ひかりの讃歌 後編


 今の部室の空気に耐えるのは、精神にかなりの摩耗を伴った。特に涼宮さんと朝比奈さんのダブルコンボは、ただでさえ滅入って参っている僕の心を存分に痛めつけてくれた。
 彼の存在が危うくなっているとは、朝比奈さんも既に耳にしたのだろう。もうメイドルックを纏うことすらなく、ただただぼんやりと窓の外を眺めて、真っ赤になった目を隠そうともせずに、涼宮さんの問いかけにだって上の空で答えている。
「ねーみくるちゃんてば。もう、一体なんだって言うのよ!」
「はい……すみません……」
「メイドじゃないみくるちゃんなんてここにいたって意味ないのよ! もーっ、いいわ! もう今日は帰ってよし!」
 涼宮さんの怒号響き渡る中、朝比奈さんは無言で立ち上がると、そのまま鞄も持たずにふらふらとドアに向かう。そのまま開いていないドアに激突し、しかし何の反応も示さないまま、心もとない足取りで部室を後にした。
 涼宮さんもしばらく呆然と一部始終を見ていたが、すぐに我に返り、声を荒げながら地団駄を踏んでいる。
「ほんと、なんなわけ!? ああなんか苛々する。カルシウム不足かしら。ちょっと購買で牛乳買ってくるわ」
 部室棟の廊下に重厚な音を鳴らして彼女も部室を出てゆき、ちょっとした静寂が訪れた。本のめくれる音だけが、緩やかに響いている。
 窓から見えるすっかり葉の落ちた中庭の植樹から、長机の一番隅に席を構えた長門さんに、僕は視線を移した。
「……長門さん、僕はどうしたら? あのメールだけでは何も分かりません。せめてもう少し具体的に」
 彼女は本に目を落としたまま、小さな声で言葉を重ねた。
「あなたがするべきことは一つだけ。彼女に、彼の話をすればいい」
「彼の、話? だって、彼女は覚えてないんでしょう。一体それに何の意味が」
「意味はある。必ず、そこに意味は生まれる。彼女の記憶を揺さぶることができるのは、あなただけだから」
 僕はますます分からなくなってしまう。そんなことで、ほんとうに彼を助けることができるのか? 
 彼女はページを繰る手を止めようとしない。これ以上訊いたって、きっと理解できる答えは得られないだろう。生温い絶望感に襲われる。いくら理屈をこねたって、答えに辿り着ける自信はなかった。
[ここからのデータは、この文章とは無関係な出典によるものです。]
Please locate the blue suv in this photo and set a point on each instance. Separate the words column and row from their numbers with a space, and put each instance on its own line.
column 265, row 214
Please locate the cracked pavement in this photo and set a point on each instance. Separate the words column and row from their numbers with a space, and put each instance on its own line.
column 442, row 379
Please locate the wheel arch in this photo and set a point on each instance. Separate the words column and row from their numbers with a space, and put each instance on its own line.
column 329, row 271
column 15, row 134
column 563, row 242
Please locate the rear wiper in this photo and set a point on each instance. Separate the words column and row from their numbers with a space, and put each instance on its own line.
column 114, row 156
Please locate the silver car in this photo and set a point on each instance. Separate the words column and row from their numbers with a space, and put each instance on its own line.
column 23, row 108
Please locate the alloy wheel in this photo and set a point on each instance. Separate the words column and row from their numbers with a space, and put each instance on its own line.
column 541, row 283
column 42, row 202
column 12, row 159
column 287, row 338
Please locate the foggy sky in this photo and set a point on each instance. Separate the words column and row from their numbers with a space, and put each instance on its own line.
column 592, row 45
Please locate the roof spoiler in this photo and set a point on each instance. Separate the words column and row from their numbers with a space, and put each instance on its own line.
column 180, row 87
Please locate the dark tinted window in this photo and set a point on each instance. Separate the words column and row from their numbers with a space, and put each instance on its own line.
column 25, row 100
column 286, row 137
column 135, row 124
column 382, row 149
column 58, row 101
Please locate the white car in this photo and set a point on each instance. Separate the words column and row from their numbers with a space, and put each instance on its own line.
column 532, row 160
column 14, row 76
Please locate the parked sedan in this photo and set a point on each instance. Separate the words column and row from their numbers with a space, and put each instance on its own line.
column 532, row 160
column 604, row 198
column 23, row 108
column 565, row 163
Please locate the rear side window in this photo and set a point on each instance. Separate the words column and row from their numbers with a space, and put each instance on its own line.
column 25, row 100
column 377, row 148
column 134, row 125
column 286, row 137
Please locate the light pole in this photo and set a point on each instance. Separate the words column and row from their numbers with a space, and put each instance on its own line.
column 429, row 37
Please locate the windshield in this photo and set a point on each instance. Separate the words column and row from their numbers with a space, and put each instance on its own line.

 ぱたんと、本を閉じる音が鳴る。目を上げると、鞄を手にした彼女が映った。
「帰るんですか」
「そう」
「涼宮さんは」
「二人で話をして」
 あの不機嫌な彼女と、二人きりで? 僕は思いっ切り眉根に皺を寄せて、彼女に恨めしげな視線を投げかけた。もしこれ以上涼宮さんの機嫌を損ねたりしたら、それこそ彼のいる世界を、すぐにでも消滅させかねないではないか。今の僕は何を言っても、彼女を非難する言葉しか出てこない気がする。とてもじゃないが冷静に、彼の話などできそうにない。しかし彼女は外へ向かう足を止めようとしない。
 最後に一度だけこちらを振り向くと、
「あなたの思うままに」
 そう言って長門さんは扉を閉ざした。

 それから五分と経たない内に、涼宮さんは戻ってきた。あまり立て付けがよいとは言えない古びた扉を、一番酷使しているのは彼女だ。あんまり無体な開け方をするせいで、蝶番の辺りから木片がぼろぼろと崩れてきていることに、未だ彼女は気づいていない。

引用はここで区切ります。